Pemberian MWD dapat berpengaruh terhadap penguranagn nyeri dengan cara meningkatkan elastisitas pembungkus jaringan saraf, meningkatkan aktivitas neurotransmiter serta ambang rangsang saraf. Pada mild heat dapat memblok nyeri pada kornu posterior oleh serabut termosensor. Pada dosis tinggi dan waktu yang lama menyebabkan penurunan nyeri yang diakibatkan stimulus C yang merangsang hipotalamus untuk memproduksi endorphin. Selain itu MWD juga menyebabkan vasodilatasi pembuluh darah lokal sehingga dapat terjadi peningkatan sirkulasi yang menyebabkan peningkatan penyerapan kembali iritan nyeri seperti alogen –asam laktat, sehingga nyeri berkurang serta terjadi relaksasi otot yang diikuti dengan berkurangnya spasme otot sehingga LGS bertambah.

Selain itu efek termal MWD dapat juga meningkatkan elastisitas jaringan ikat seperti jaringan kolagen kulit, otot, tendon, ligamen dan kapsul sendi akibat menurunnya viskositas metriks jaringan tanpa menambah panjang matriks, perbaikan sirkulasi dan kadar air dalam metriks jaringan ikat. Meningkatnya kadar air tersebut menyebabkan komposisi GAG dan air pada jaringan ikat meningkat, sehingga viskositas menurun mobilitas kolagen lebih mudah sehingga meningkatkan daya regang yang pada akhirnya terjadi peningkatan LGS.

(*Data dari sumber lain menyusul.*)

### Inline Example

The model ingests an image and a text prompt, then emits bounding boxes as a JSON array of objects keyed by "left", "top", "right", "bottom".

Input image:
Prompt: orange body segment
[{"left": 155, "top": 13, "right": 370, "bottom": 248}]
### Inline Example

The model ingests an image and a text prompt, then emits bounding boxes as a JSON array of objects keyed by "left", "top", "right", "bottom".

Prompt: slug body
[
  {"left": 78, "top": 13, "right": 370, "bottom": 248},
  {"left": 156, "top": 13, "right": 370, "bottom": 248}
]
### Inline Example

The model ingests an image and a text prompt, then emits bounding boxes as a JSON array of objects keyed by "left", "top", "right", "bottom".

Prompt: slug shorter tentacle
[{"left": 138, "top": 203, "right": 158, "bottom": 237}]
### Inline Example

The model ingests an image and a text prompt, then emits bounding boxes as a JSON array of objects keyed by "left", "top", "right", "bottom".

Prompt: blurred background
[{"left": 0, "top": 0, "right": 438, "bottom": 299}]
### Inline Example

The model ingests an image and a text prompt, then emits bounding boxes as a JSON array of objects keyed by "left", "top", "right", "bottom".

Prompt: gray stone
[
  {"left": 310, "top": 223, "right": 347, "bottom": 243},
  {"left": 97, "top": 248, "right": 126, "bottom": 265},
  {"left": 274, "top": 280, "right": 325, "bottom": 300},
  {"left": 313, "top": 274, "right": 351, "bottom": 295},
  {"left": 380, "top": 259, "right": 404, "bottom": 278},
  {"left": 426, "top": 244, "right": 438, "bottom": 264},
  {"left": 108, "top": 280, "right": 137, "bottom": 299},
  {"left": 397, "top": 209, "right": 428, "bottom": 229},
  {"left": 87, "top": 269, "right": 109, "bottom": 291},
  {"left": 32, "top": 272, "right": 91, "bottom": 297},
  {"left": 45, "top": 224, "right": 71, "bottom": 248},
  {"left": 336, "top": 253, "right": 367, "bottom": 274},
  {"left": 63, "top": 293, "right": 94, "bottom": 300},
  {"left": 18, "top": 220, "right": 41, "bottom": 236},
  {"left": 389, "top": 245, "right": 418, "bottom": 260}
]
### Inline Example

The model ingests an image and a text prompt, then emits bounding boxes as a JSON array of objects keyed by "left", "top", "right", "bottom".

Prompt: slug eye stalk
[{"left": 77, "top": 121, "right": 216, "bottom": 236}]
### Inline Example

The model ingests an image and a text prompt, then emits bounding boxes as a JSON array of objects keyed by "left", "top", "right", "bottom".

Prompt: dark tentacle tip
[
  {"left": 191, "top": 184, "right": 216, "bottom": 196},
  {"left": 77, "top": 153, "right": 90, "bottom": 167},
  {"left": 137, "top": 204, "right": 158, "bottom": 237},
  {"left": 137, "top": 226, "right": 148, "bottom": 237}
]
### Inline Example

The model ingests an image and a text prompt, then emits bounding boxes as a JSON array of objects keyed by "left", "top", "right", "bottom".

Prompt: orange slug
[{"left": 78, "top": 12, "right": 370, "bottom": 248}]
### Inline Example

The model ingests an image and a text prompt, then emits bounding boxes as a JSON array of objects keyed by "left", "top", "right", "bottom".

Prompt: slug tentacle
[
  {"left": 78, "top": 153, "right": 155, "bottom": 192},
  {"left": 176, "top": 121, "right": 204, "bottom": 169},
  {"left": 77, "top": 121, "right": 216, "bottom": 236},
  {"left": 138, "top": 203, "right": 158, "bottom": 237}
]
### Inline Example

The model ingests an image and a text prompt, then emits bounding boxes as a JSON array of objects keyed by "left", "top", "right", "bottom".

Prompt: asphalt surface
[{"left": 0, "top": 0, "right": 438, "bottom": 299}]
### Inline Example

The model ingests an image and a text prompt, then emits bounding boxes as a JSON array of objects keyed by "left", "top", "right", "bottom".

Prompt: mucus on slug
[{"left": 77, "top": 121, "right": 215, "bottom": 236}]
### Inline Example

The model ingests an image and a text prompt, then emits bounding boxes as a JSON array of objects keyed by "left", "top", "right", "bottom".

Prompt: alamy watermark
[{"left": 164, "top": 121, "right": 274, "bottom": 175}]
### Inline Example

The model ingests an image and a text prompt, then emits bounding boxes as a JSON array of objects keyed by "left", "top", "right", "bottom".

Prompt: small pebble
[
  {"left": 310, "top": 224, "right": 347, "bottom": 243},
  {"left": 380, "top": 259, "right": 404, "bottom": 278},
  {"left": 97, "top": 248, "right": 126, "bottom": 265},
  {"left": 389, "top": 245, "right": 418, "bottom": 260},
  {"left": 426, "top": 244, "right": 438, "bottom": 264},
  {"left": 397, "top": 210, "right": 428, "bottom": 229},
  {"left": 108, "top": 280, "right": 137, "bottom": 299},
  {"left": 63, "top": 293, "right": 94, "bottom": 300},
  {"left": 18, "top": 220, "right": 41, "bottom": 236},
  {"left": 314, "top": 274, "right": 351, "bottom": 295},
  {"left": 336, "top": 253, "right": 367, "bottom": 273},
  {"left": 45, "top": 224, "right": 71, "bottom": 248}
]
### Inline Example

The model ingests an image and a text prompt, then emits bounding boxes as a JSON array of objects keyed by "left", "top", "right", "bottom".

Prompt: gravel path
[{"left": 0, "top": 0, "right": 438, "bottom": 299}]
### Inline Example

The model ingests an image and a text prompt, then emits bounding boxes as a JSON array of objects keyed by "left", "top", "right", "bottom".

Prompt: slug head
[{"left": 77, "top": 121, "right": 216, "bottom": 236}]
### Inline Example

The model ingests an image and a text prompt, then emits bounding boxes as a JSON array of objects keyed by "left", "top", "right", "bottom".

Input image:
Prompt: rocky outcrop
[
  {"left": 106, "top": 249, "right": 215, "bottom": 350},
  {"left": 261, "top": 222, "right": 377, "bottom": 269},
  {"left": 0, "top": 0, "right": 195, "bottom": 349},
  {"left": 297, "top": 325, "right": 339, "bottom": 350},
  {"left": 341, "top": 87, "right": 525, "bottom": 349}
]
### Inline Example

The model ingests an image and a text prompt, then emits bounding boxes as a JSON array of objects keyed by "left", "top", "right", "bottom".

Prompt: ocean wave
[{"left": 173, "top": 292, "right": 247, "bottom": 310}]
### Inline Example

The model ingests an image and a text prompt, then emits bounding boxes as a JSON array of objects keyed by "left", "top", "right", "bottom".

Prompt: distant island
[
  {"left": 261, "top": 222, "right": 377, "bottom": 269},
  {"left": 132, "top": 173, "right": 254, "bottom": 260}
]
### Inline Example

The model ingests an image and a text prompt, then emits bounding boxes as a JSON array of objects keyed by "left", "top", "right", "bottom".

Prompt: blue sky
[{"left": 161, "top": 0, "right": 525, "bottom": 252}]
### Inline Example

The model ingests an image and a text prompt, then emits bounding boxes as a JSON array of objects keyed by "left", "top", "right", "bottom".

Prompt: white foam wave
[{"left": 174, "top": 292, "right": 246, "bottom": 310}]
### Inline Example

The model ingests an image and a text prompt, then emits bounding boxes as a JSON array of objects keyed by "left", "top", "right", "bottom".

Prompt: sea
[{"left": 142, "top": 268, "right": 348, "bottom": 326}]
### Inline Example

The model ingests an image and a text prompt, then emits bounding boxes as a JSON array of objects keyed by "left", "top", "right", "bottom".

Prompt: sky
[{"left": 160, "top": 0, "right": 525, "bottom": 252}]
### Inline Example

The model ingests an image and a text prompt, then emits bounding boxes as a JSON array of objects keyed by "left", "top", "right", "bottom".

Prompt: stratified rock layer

Gambar 2.5 : Micro Wave Diathermy Sumber : www.enraf-nonius

2.4.9 Prosedur Penerapan a. Persiapan alat

Semua tombol dalam keadaan nol, merapikan kabel penghubung jangan sampai ada kabel yang bersilang, kabel utama disambungkan ke sumber listrik, naikan intensitas sedikit demi sedikit, setelah dipanaskan.

b. Persiapan subjek

Sebelum pemberian terapi, subjek terlebih dahulu diberikan penjelasan mengenai cara kerja alat, indikasi dan kontraindikasinya, posisi subjek dalam keadaan senyaman mungkin dan tidur terlentang di bed terapi, daerah yang akan diberi terapi dijauhkan dari pakaian dan logam.

c. Pelaksanaan Terapi

Dosis yang diberikan:, durasi : 10 menit, intensitas : Sub thermal, emitter diatur jaraknya dengan kulit yang akan diterapi. Pada penelitian ini maka peneliti memberikan jarak 3 cm sebagai space udara dari emitter ke kulit.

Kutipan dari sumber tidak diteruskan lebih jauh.